Abdullah Avcı'nın takımı yönlendiremediği, emir komuta zincirinde dizginleyemediği söyleniyordu. Gelen futbolcuların birçoğu Bjelica döneminde bile isteye takıma adapte edilen isimlerdi. Birçoğu bal yapmayan arı rolüne soyundu ve rollerini tamamlayamadan azledildi. IQ seviyesi en yüksek başkanlardan biri olan Ertuğrul Doğan'a farklı mecralardan yapılan salvolar, daha doğrusu saldırılar şairin de tabiriyle yaprağın sonbaharı bahane edip ağaçtan sıkıldığını resmediyor adeta. Şu sıralar takım ivme kaybetti ve deyim yerindeyse çakıldı. Bu tutarsız, bu trajik durumu bu renklere gönülden bağlı insanlar olarak elbette kabullenemiyoruz, içimize sindiremiyoruz; ama lütfen Ertuğrul Doğan gibi altın yumurtlayan tavuğu kesmeyelim.
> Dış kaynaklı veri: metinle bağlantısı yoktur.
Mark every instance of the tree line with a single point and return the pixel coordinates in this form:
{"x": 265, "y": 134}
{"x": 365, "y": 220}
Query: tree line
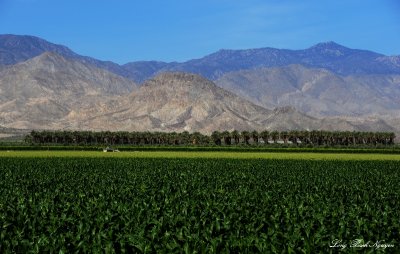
{"x": 296, "y": 137}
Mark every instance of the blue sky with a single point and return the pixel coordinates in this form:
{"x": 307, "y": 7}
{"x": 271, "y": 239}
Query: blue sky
{"x": 178, "y": 30}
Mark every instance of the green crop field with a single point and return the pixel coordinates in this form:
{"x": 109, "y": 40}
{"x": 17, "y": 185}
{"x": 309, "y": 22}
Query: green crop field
{"x": 183, "y": 154}
{"x": 174, "y": 203}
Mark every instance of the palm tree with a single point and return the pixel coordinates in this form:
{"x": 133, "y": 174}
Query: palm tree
{"x": 255, "y": 136}
{"x": 236, "y": 136}
{"x": 216, "y": 137}
{"x": 227, "y": 137}
{"x": 246, "y": 137}
{"x": 274, "y": 136}
{"x": 265, "y": 135}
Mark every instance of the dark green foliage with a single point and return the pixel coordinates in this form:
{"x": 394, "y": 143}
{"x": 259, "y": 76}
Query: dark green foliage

"Sarı Öküz" hikâyesini bilir misiniz? Anlatalım: Otlakların birinde bir öküz sürüsü yaşarmış. Çevredeki aslan sürüsünün de gözü öküzlerdeymiş. Ancak, öküzler saldırı anında bir araya geldiği zaman, aslanların yapacak bir şeyi kalmazmış. Bu yüzden küçük hayvanlarla beslenmek zorunda kalan aslanlar, iyi beslenememeye başlayınca bir çare düşünmüşler. Topal aslan yanına bir iki aslanı da alarak, beyaz bayrak çekmiş ve öküz sürüsüne yanaşmış. SUÇ HEP O SARI ÖKÜZ'DE... Öküzlerin lideri Boz Öküz ve yanındakilere tatlı dille konuşmaya başlamış: "Saygıdeğer öküz efendiler. Bugün buraya sizden özür dilemeye geldik. Biliyorum bugüne kadar sizlere zarar verdik. Ama inanın ki, bunların hiçbirini isteyerek yapmadık. Bütün suç hep o Sarı Öküz’de. Onun rengi sizinkilerden farklı ve bizim de gözümüzü kamaştırıyor, aklımızı başımızdan alıyor. Biz de barışseverliğimizi unutuyor ve saldırganlaşıyoruz. Sizinle bir sorunumuz yok. Verin onu bize, siz kurtulun, yine barış içinde yaşayalım." Boz Öküz ve heyeti bu sözler üzerine aralarında tartışmış ve teklifi haklı bularak, Sarı Öküz'ü vermişler aslanlara. Bir tek Benekli Öküz karşı çıkmış ama kimseye derdini anlatamamış. AFERİN SİZİ KUTLARIZ! Bir süre sonra aslanlar yine aynı yöntemle gelip, bu kez Uzun Kuyruk'u istemişler: "Gördünüz mü ne kadar barışseveriz. Sizi de kararınızdan dolayı kutlarız. Ancak, şu sizin Uzun Kuyruk var ya, kuyruğunu salladıkça nereden baksak görünüyor ve aklımızı başımızdan alıyor. Size saldırmamak için kendimizi zor tutuyoruz. Oysa sizler normal kuyruklusunuz. Verin onu bize, bu konuyu kapatıp, barış içinde yaşamaya devam edelim." Boz Öküz ve heyeti, Uzun Kuyruk'u teslim etmişler, yine Benekli Öküz karşı çıkmış. Uzun Kuyruk, aslanların pençesi altında can vermiş. NEREDE KAYBETTİK BİZ BU SAVAŞI? Bu olay sürekli tekrarlanmış, her seferinde farklı bahanelerle. Sonunda öküzler zayıflamış, aslanlar küstahlaşmış. Artık, hiçbir bahane ileri sürmeden, doğrudan müdahale ederek, "Verin bize şunu, yoksa karışmayız" demeye başlamışlar. Birer birer aslanların pençesinde can verirken, Boz Öküz ve birkaç öküz kalmış geride. İçlerinden biri liderlerine, "Ne oldu bize, nerede kaybettik biz bu savaşı? Oysa vaktiyle ne kadar güçlüydük" diye sormuş. Boz Öküz, Benekli Öküz'ün sözlerini hatırlayarak, gözleri nemli "Biz" demiş, Sarı Öküz'ü verdiğimiz gün kaybettik bu savaşı." (Alıntı)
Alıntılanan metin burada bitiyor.